You’re saying to another human being, somebody in your very own species, “I don’t care about you.”
To say it’s inconsiderate doesn’t quite capture it. What can come out is rage.
And yet I’ve seen other drivers get cut off and it rolls off them like water off a duck’s back.
It’s as if the thing didn’t even happen.
Or maybe they simply don’t take it personally.
They keep driving at a reasonable speed, continue on with their day, and let the person who is in such a hurry just go on.
So what does that say about me?
If it’s true that the things that enrage us most, the things that upset us most, the things we dislike or hate in others are traits that exist in us too, that’s a tough one to swallow.
I hate thinking that it’s true.
I hate admitting that it might be true.
But I’m afraid it might be.
Why do complete strangers bring out the worst in us sometimes?
I think it’s because nothing has been established.
Assuming I didn’t do anything to cause this person to treat me poorly, when it happens my reaction is, “How dare you?”
How dare you treat me badly when I’ve done nothing to you?
Again, we take things personally.
And I don’t think we give strangers the same benefit of the doubt that we give people we know.
We want to label people.
If a stranger treats you badly, well then they’re blank.
If a person you know treats you badly, you say, “Well, that’s so-and-so, and they’re blank.”
The other day I was part of some road rage myself.
Someone treated me badly and I had to let them know so.
They sped up as I tried to get into a lane. There were fists being shaken. The other driver wanted me to pull over and fight, I suppose.
Do grown people still do that?
One person gets angry. The next person gets angrier.
“I’m going to out-anger you.”
And my word, how much energy gets wasted on that anger.
I pity myself for allowing myself to get angry. For wasting a moment of my time over things like that.
So what kind of driver do I want to be?
I want to be the type of driver my father is.
He’s 88 years old. One ticket in his life. One accident in his life.
And neither was really his fault.
It’s remarkable.
And I think it comes down to patience.
Patience. Conscientiousness. Realizing that you’re in a vehicle that, at high rates of speed, can do extreme damage.
What kind of driver do I want to be, regardless of everyone else?
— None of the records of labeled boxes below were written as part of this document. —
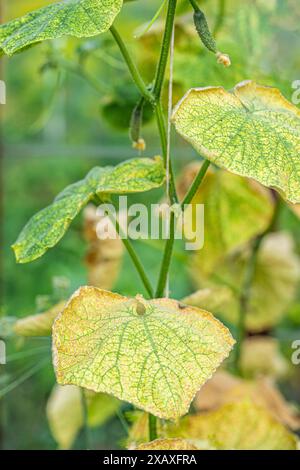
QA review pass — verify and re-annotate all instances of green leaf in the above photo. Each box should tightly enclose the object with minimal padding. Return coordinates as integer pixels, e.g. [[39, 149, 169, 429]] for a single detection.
[[168, 400, 296, 450], [179, 164, 274, 273], [46, 385, 84, 449], [85, 390, 121, 428], [53, 287, 234, 419], [14, 301, 66, 336], [191, 232, 300, 332], [0, 0, 123, 55], [46, 384, 121, 449], [172, 81, 300, 203], [12, 157, 165, 263]]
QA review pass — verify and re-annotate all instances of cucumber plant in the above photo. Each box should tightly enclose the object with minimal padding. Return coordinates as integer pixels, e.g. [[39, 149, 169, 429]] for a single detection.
[[0, 0, 300, 449]]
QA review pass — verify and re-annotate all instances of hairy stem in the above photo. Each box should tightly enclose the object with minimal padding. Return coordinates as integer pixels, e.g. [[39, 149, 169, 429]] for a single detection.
[[181, 160, 210, 210], [153, 0, 177, 101], [110, 207, 153, 298], [148, 414, 157, 441], [110, 26, 155, 105], [155, 102, 178, 204], [155, 160, 210, 297]]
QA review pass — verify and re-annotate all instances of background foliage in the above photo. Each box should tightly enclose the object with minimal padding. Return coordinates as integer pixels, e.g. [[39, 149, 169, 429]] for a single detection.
[[0, 0, 300, 449]]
Like most things in my life, I want to be patient.
I want to be courteous.
I don’t want to be rushing.
I don’t want my neighbors and fellow citizens to go home after driving around me feeling stress, anxiety, fear, or loathing.
I don’t want to be a driver who brings out road rage in others.
I want to be recognized as someone who’s paying attention to the road.
Not using my phone.
Driving like I’m trying to get my driver’s license. Like I’m still trying to get out of the permit stage.
Doing all the right things because somebody is watching.
That’s the kind of driver I want to be.